Ele se considera um cara "maduro" para a idade. Por ter se destacado cedo no basquete -aos 16 anos seu corpo já estava no seguro-, Shaq afirma ter passado da "fase das loucuras" há muito tempo. "Muitos atletas se envolvem em problemas porque para eles o sucesso e o dinheiro ainda são novidades."
Pilotar carros incrementados e encontrar um grupo seleto de amigos são suas principais diversões. "Não preciso de cem amigos. Tenho uns dez e isso basta. Todos têm essa tatuagem no braço direito", comenta, mostrando o desenho de uma mandíbula mordendo o globo terrestre com a inscrição "The World Is Mine" (o mundo é meu).
"Pequeno guerreiro"
Preocupações ele diz que não tem. "Pressão mesmo é não saber de onde virá a próxima refeição", afirma, referindo-se ao período em que a vida não era tão fácil para o "pequeno guerreiro" -essa é a tradução de Shaquille Rashaun, nome que sua mãe tirou de um livro islâmico.

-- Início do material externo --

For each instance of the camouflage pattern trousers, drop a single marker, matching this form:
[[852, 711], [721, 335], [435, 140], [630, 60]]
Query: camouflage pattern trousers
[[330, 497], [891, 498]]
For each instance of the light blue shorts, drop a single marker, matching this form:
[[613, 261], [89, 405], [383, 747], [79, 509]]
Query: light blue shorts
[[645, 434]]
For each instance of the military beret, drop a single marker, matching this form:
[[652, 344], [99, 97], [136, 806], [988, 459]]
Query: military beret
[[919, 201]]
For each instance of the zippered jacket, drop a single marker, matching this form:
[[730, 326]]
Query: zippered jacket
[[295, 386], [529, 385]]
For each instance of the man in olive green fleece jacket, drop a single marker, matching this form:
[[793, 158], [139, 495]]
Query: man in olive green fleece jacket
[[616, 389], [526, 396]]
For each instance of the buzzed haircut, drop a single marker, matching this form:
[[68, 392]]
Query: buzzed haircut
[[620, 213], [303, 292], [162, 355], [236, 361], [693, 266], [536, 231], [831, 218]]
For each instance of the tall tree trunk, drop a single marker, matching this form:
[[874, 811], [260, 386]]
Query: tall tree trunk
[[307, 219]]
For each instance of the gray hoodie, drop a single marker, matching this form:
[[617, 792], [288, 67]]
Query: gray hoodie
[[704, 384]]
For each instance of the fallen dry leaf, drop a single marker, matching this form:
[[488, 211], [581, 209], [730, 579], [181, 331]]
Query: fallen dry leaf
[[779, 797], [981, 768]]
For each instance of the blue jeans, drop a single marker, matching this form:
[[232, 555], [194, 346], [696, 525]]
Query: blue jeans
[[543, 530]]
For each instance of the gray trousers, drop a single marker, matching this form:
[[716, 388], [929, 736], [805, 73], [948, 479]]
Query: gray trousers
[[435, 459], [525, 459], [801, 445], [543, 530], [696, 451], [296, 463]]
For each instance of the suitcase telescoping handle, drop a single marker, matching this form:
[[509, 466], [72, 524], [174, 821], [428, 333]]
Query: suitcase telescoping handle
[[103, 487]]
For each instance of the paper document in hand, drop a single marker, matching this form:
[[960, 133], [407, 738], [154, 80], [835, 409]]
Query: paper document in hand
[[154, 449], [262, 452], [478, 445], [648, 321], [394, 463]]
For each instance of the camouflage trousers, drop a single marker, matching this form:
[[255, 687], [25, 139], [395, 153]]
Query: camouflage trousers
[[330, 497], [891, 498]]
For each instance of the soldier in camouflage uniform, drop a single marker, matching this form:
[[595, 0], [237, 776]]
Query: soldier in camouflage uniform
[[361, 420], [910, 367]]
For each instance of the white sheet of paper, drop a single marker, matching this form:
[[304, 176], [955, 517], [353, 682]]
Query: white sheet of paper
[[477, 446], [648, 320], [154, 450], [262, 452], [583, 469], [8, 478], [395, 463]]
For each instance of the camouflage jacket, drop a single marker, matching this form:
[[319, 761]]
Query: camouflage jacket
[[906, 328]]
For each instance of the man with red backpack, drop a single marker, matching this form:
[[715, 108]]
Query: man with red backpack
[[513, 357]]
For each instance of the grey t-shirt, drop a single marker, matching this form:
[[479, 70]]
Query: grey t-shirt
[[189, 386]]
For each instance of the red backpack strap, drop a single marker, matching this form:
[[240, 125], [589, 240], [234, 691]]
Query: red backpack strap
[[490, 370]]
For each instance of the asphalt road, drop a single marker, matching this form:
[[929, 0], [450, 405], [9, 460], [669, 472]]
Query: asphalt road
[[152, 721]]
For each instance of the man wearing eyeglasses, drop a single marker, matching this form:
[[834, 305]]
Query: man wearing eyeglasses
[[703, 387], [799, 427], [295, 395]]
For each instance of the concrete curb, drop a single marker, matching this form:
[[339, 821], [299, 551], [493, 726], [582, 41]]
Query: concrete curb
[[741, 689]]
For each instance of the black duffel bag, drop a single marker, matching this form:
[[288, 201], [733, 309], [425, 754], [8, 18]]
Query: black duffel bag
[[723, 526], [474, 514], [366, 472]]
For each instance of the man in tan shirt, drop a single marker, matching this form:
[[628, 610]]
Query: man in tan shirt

Logo ao nascer, Shaq foi abandonado pelo pai. Sua mãe, Lucille O'Neal, casou-se mais tarde com o sargento Philip Harrison. Foi graças ao incentivo do padrasto que ele resolveu aproveitar a altura em quadras de basquete. Sua primeira "enterrada" ocorreu aos 17 anos. "Fui muito criticado quando era mais jovem. Era desengonçado e as pessoas diziam que eu nunca seria alguém. Meu padrasto me fez levantar a cabeça."
O superpivô afirma ter vontade de formar sua própria família. "Só falta encontrar a garota certa", despista. Ele evita falar sobre o namoro com a texana com quem teria tido uma filha -a notícia foi divulgada em julho pela imprensa norte-americana. "Não se preocupe. Um dia eu vou me casar e vou mandar avisar aos jornalistas do mundo inteiro, inclusive os do Brasil", brinca.
Shaq aproveita a deixa para encerrar a entrevista mandando lembranças a um amigo brasileiro: Oscar. Diz que o ala do Brasil é um grande arremessador e fica surpreso ao saber que Oscar decidiu encerrar a carreira na seleção após as Olimpíadas de Atlanta.
"Oscar, that's my man" (ele é meu chapa), diz ao levantar da poltrona e sair arrastando os chinelões pela suíte. Na hora de atravessar a porta, o superpivô enfrenta a inconveniente situação de ter de abaixar a cabeça. Parece que nem mesmo Los Angeles, a residência oficial das estrelas, está preparada para um astro dessa grandeza.